# Meet Bill Auberlen @ Crevier 1/15/04 6PM



## Matthew330Ci (Sep 9, 2002)

I got this in my email. I'm not going but thought maybe someone might like to go...

Come visit Crevier BMW and Crevier MINI on Thursday evening, January 15th to meet BILL AUBERLEN - BMW MOTORSPORTS CHAMPION TEAM DRIVER. We'll also have Crevier's own Mighty MINI, kept intact after a 25 hour endurance race - dirt, dings, and all - for you to see, and celebrate! 

Light refreshments will be served and valet parking will be available Crevier BMW's main lot. Please join us on Thursday, January 15th from 6:00 - 8:00 p.m. at Crevier BMW and MINI, 1500 Auto Mall Drive, Santa Ana, CA 92705.


----------



## Kaz (Dec 21, 2001)

I actually got this the other day as a physical mailer.


----------



## doeboy (Sep 20, 2002)

I got two emails regarding this... one from Crevier, and one from Judy Ray with Driving Concepts.


----------



## Matthew330Ci (Sep 9, 2002)

yup, just passing the word along. searched for reposts, didn't find any other posts regarding this.


----------



## scottn2retro (Mar 20, 2002)

I'm going to try to be there.


----------



## Akakubi (Dec 21, 2001)

Ahhhh  I am so far away. 

You guys have fun! 
:thumbup:


----------



## doeboy (Sep 20, 2002)

Did any other local 'Festers show up? AFAIK, only ScottN2Retro, myself, and Interlocker were there. (Interlocker doesn't count because he was one of the guests of honor  )

Anyhoo... it was a fun gathering... we got to hob-nob with many folks, several of the BMWCCA instructors we've come to know as track-junkies were also there... 

The party was to celebrate the drivers' victory at the recent 25 hour Endurance race held at Thunderhill Raceway. They had the MINI that was driven in front of the Crevier MINI dealership... war scars and all.

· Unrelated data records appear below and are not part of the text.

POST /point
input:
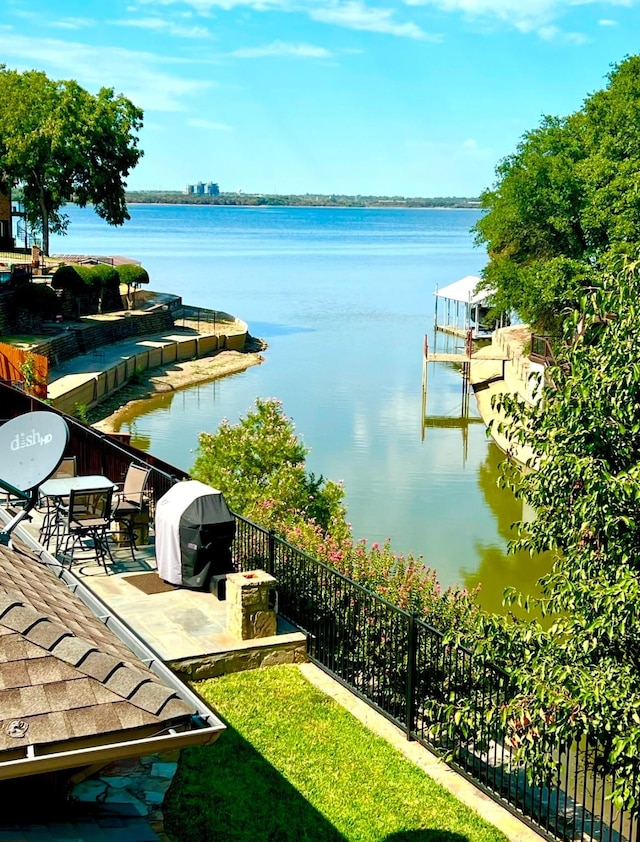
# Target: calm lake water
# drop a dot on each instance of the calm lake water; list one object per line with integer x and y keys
{"x": 343, "y": 297}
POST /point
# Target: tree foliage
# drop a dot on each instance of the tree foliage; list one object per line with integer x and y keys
{"x": 580, "y": 676}
{"x": 561, "y": 207}
{"x": 60, "y": 143}
{"x": 259, "y": 465}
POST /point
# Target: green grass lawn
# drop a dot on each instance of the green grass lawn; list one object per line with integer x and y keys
{"x": 294, "y": 766}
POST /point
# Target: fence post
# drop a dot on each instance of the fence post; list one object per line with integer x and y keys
{"x": 272, "y": 551}
{"x": 411, "y": 673}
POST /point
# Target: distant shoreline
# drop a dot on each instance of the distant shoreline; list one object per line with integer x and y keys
{"x": 306, "y": 200}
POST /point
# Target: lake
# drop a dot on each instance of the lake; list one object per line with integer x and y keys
{"x": 343, "y": 297}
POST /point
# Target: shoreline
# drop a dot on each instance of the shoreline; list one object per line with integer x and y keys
{"x": 109, "y": 414}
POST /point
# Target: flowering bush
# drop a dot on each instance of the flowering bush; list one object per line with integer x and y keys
{"x": 259, "y": 465}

One of the drivers was Bill Auberlen's brother, Geoff. Bill Auberlen made his appearance as well and signed personalized autographs. 

Congratulations to the guests of honor! G. Auberlen, J. Lawson, D. Mecey, J. Ray, and D. Young! :clap:

We stuck around for about 4 hours... :yikes: and met so many people, including some staff at Crevier, and various members of the Auberlen family. It was good times chatting with the familiar faces we've gotten to know at the driving schools (instructors), and also with new people like Bill's brother Geoff, and several of the Crevier staff.

I gotta say, I was surprised that Bill remembered the pic that HACK took of me with him at the Laguna Seca races back in September. Thanks ScottN2Retro for the print! I think he's starting to recognize us already... :eeps: This was only the second time I've ever seen the guy. I dunno about Scott... :eeps: 

Here are a few pics I took with my camera phone... sorry they weren't clearer. Anyone want to buy me a new digicam?


----------



## scottn2retro (Mar 20, 2002)

doeboy, thanks for the good summary of the evening. :thumbup: 

Wow! That was a lot of fun - well at least for me - not sure about doeboy (as he endured nearly 4 hours of pimp daddy working the room :bigpimp: ) Oh, and bimmerchick was there as well. :thumbup: 

doeboy might be right about Bill maybe actually beginning to recognize us. He was asking "you guys always travel together?" :eeps: and then at the very end of the evening when people were saying their goodbyes, I told Bill we'd see him at the tracks. He said "I know I'll be seeing you guys there."  

He really liked the article that was done in Performance BMW magazine on the Turner Team (Sept. '03 issue) where it had pictures of the first race where Bimmerfest.com was on his car. Oh, and HACK, I didn't just look out for doeboy. I also made some other prints from your Laguna Seca pics and Bill was delighted to take some of those home (where he promised to put the 8x10 up in his office) - and I put your photo credit on the back :bigpimp: So you can proudly to say your work is hanging on Bill Auberlen's wall.  Bill was particularly intrigued by that one shot you got on the corkscrew exit where his suspension is bottomed out - he said he wanted to show that one to Will Turner.

It was a pleasure to meet everyone there, especially all the nice people in Bill's family. Has some great talks with his father and brother. His father does a lot of photography work at Bill's races and some of his work at the Laguna Seca race was posted on B'fest by Dugmar from TMS.

But for all who didn't go, you missed a nice event. Bill brought lots of the LMR and Speed WC posters to sign and had time to talk to everybody.


----------



## Akakubi (Dec 21, 2001)

:banghead: :banghead: :banghead: :banghead: I wasn't there :banghead: :banghead: :banghead: 


 Sounds like lots of fun! I wish they came up to OR sometimes.... :thumbup: :angel:


----------



## scottn2retro (Mar 20, 2002)

Akakubi said:


> I wish they came up to OR sometimes.... :thumbup: :angel:


Found out that Bill will be driving for TMS again in SPEED WC Touring to defend his title - and they do run Portland this year :thumbup:


----------



## Akakubi (Dec 21, 2001)

scottn2retro said:


> Found out that Bill will be driving for TMS again in SPEED WC Touring to defend his title - and they do run Portland this year :thumbup:


Awesome!

I'm definitely getting a pit pass this year. :thumbup: :banana:


----------